Oct 05 2010

Barriers to Reducing IT Costs & Cybersecurity Awareness


Response Roadblocks

When staring down the ongoing budget crisis, many IT departments in higher education have sought ways to reduce costs, but have often been stymied in the process. According to the 2010 EDUCAUSE study, Responding to Recession: IT Funding and Cost Management in Higher Education, the No. 1 barrier to reducing IT costs is the unacceptability of reducing service levels on campus (according to 49 percent of respondents).

Barriers to Reducing IT Costs

49.1%   Unacceptability of reducing service levels
32.5%   Resistance to change outside the IT organization
29.4%   Lack of availability of upfront funding
19.6%   Insufficient staff skills in central IT
19%      Lack of executive sponsorship for change
12.8%   Decentralized nature of IT management
16.6%   Institutional budget policies
15.3%   Collective bargaining agreements
11.7%   Resistance to change within IT
11.7%   Other

Source: Responding to Recession: IT Funding and Cost Management in Higher Education, EDUCAUSE

Cybersecurity Awareness

October is National Cyber Security Awareness Month. The rash of recent data breaches, such as the one reported by the University of Maine on June 29, shows that cybersecurity is an ongoing struggle for institutions. The National Cyber Security Alliance has developed a cybersecurity tip sheet for college administrators, which offers valuable tips for addressing unique college campus security concerns. Schools are advised to follow these suggestions, among others:

  • Set policies on e-mail and network logons that require students to use long, complex passwords that they are prompted to update at least every 60 days.
  • Include or update cybersecurity best practices in student handbooks and orientation materials.
  • Create a plan to notify students, faculty and staff in the event of a data breach.

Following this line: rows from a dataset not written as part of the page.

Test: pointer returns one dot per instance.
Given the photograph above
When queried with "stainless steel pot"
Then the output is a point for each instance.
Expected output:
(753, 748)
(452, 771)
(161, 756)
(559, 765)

Source: National Cyber Security Alliance (staysafeonline.org)

Much Ado About Plagiarism

Plagiarism in higher education is a hotly debated topic. Students' familiarity and reliance on the Internet for research has led many to believe that Internet-based plagiarism is rampant, but is it really? Not according to “Rational Ignorance in Education: A Field Experiment in Student Plagiarism,” a study conducted by Thomas S. Dee and Brian A. Jacob for the National Bureau of Economic Research. The study reports that plagiarism occurred in 3.3 percent of the research papers examined in the study. The quick fix? A web-based tutorial on understanding and avoiding plagiarism reduced instances to 1.3 percent.

Source: “Rational Ignorance in Education: A Field Experiment in Student Plagiarism,” Thomas S. Dee and Brian A. Jacob

A (Not So Great) Need for Speed

The Federal Communications Commission report “Broadband Performance,” released in August, which was used to craft the National Broadband Plan, reveals some interesting information about the state of broadband in the United States. Among other things, the report notes that actual download-speed demands ranged from 0.5 to 7 megabits per second, and that 4Mbps is sufficient for 80 percent of users. The report also notes that usage is increasing with greater adoption of video and interactive applications.